最後の悩みがこれです。要は「めんどくさいことはやりたくない」ということです。

採用活動にはお金以外にも、かなりの工数がかかります。例えば、応募条件を考えたり、求人広告の原稿を書いたり、応募者の書類選考をしたり、面接をしたり、移動や説明会を開いたりなどです。

ベンチャーなどでは人事を専門に置いていない会社もたくさんあり、通常業務の傍らで採用活動をやっている会社もかなり存在します。
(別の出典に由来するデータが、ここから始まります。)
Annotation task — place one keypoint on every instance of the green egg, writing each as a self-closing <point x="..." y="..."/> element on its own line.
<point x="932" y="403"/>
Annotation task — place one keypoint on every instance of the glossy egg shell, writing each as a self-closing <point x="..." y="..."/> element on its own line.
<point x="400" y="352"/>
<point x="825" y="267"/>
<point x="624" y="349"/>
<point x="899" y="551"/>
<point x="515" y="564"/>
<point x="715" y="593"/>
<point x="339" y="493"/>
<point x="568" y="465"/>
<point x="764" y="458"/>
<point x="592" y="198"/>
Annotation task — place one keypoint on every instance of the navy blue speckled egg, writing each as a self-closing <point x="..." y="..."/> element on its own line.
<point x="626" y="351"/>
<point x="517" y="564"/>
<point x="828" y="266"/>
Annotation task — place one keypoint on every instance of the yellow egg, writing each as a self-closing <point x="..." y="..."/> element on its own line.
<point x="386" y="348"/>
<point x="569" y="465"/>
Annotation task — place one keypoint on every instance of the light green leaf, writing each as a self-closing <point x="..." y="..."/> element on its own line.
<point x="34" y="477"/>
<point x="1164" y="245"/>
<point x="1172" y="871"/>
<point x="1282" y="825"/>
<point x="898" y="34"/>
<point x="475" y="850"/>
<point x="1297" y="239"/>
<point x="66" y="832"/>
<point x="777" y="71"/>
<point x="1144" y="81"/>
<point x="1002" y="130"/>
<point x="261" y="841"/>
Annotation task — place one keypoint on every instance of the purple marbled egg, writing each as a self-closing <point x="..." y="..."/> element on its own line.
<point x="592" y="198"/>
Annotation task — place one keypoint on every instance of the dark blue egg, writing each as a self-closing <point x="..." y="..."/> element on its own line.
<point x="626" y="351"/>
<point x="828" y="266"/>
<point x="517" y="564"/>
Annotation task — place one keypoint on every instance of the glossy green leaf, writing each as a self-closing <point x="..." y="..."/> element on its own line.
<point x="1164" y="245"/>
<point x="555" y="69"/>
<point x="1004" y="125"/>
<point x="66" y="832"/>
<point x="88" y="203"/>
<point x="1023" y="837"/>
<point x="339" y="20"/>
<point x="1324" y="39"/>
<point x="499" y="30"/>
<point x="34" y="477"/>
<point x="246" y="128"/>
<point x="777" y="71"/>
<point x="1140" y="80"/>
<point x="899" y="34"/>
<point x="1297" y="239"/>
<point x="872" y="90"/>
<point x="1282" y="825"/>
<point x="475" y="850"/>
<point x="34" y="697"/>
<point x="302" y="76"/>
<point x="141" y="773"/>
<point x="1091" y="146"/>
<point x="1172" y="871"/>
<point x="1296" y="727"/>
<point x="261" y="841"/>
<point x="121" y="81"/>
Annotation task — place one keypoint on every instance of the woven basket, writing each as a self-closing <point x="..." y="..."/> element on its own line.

人事担当が専任でいる会社でさえも、面接には他の社員をアサインしたり、長時間の移動を渋ったりするケースはかなりあると思います。

これを解消するための方法として、学歴フィルターを儲けて選考の手間を省いたり、エントリーシートでふるいにかけることで無駄な面接の手間を省いたりします。

逆に、なかなかいい人と出会えない企業やお金のない企業は、エントリーシートをなくしてまずは全員と会って面接をしたり、きちんと自社の理解を深めてもらうために社長を説明会に呼んだりと、それなりの工数(手間)をかけるなどの工夫をします。それが他社との差別化に繋がるからですね。

採用用件にあった「いい人」だけを紹介してもらう人材紹介サービスも手間を省く手法の1つです。僕が運営している旅人採用も人材紹介サービスの一種です。

まとめ

いかがでしたか??人事が抱えてる採用活動における大きな悩みはこの3つです。この辺をしっかり理解し、人事や企業の事情を知った上で就職活動・転職活動に臨めるとなんとなく有利に進められると思いませんか?

とにかく就活の本質は、一番最初に説明した「就職活動」ではなく「採用活動」であるということです。この前提をしっかりと頭に入れておきましょう!